On Monday, September 9th, 2019, LinkedIn lost their appeal in the 9th U.S. Circuit Court of Appeals against hiQ Labs Inc. The court ruled that hiQ could continue scraping publicly available information off the site. See the ruling here.
In 2017, LinkedIn sent a cease-and-desist to hiQ that they had violated the 1986 Computer Fraud and Abuse Act (CFAA). This act is vaguely written for a time when the internet was not widespread. It makes it illegal to access a “protected computer” without or in excess of “authorization”. There are a lot of things that can be interpreted from this, including possibly web scraping.
hiQ then sued LinkedIn in order to have their scraping activities declared as not hacking but also sought an order banning LinkedIn from interfering. They won an injunction preventing LinkedIn from blacklisting them from their site with technical tools in 2017. The ruling on Monday upholds the injunction and found scraping publicly available data does not violate the CFAA.

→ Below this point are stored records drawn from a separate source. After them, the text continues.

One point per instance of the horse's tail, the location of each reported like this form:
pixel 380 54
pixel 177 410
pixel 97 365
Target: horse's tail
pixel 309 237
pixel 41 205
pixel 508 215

Circuit Judge Marsha Berzon wrote in the ruling:
Affirming the district court’s grant of the preliminary injunction in favor of hiQ, the panel concluded that hiQ established a likelihood of irreparable harm because the survival of its business was threatened. The panel held that the district court did not abuse its discretion in balancing the equities and concluding that, even if some LinkedIn users retain some privacy interests in their information notwithstanding their decision to make their profiles public, those interests did not outweigh hiQ’s interest in continuing its business. Thus, the balance of hardships tipped decidedly in favor of hiQ.

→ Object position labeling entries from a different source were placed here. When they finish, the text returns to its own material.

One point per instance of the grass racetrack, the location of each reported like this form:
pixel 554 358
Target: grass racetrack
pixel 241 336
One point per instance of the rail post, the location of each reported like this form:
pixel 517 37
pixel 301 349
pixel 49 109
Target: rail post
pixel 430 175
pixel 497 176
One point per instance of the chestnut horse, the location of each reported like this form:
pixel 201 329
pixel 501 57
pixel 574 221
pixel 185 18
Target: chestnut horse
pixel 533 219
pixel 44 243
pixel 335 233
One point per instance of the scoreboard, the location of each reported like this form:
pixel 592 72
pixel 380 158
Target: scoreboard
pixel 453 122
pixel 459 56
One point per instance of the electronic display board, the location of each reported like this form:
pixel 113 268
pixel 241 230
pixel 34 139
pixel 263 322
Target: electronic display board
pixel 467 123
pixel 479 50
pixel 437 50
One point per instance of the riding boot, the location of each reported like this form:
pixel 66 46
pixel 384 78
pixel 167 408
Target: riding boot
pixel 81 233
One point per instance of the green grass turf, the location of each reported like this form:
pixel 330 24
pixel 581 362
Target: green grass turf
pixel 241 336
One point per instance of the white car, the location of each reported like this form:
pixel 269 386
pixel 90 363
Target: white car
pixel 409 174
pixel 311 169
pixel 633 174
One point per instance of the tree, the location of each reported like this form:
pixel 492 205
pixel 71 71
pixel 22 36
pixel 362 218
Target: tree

It was also noted that none of the computers for which the CFAA applied were accessible to the general public. The difference here is that what hiQ is scraping are public LinkedIn profiles that the users are intending to be available to anyone with an internet connection.

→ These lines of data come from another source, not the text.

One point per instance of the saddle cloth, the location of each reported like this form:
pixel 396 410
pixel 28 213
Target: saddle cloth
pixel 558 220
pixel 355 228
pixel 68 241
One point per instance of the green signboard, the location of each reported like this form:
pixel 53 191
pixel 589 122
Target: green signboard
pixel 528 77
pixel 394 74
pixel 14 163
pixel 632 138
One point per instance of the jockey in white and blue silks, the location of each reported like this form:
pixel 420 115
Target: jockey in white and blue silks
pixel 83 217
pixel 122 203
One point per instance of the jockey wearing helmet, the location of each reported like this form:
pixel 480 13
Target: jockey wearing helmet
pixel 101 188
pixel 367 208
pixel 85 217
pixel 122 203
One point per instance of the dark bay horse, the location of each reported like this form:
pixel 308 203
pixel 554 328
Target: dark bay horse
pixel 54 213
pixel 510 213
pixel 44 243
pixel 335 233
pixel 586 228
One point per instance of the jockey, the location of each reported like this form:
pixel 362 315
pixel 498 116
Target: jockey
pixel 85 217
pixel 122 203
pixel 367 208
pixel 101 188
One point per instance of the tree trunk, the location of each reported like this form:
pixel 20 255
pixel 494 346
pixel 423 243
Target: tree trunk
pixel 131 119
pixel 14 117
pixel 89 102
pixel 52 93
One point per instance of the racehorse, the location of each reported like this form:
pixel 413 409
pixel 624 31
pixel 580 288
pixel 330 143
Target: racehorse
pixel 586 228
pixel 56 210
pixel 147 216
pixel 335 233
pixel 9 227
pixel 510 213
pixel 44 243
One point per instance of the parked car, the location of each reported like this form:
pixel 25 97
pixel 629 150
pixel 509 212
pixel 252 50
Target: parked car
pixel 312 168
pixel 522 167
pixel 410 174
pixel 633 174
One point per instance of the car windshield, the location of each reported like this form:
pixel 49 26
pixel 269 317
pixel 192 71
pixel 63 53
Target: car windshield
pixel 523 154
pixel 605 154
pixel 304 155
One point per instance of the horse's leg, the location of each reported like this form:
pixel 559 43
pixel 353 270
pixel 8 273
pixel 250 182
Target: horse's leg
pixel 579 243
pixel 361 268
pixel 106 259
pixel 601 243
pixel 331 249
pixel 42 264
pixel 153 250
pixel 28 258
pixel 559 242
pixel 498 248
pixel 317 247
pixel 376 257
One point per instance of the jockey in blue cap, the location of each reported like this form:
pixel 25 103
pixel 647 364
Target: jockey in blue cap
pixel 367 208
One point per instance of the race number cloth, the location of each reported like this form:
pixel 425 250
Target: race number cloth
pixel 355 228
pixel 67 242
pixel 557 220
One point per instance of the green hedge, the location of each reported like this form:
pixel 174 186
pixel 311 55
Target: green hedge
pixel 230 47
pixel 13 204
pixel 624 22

Judge Berzon expands on this as well. Most (all?) profiles at LinkedIn are not accessible unless you are logged into LinkedIn. Regardless, the 9th Circuit Court didn’t care.
LinkedIn invokes an interest in preventing “free riders” from using profiles posted on its platform. But LinkedIn has no protected property interest in the data contributed by its users, as the users retain ownership over their profiles. And as to the publicly available profiles, the users quite evidently intend them to be accessed by others, including for commercial purposes—for example, by employers seeking to hire individuals with certain credentials. Of course, LinkedIn could satisfy its “free rider” concern by eliminating the public access option, albeit at a cost to the preferences of many users and, possibly, to its own bottom line.
“…LinkedIn has not protected property interest in the data contributed by its users, as the users retain ownership over their profiles.” Ouch. Take that LinkedIn.
The court did say that if LinkedIn really wanted to stop the web scraping, “…by eliminating the public access option, albeit at a cost to the preferences of many users and, possibly, to its own bottom line.”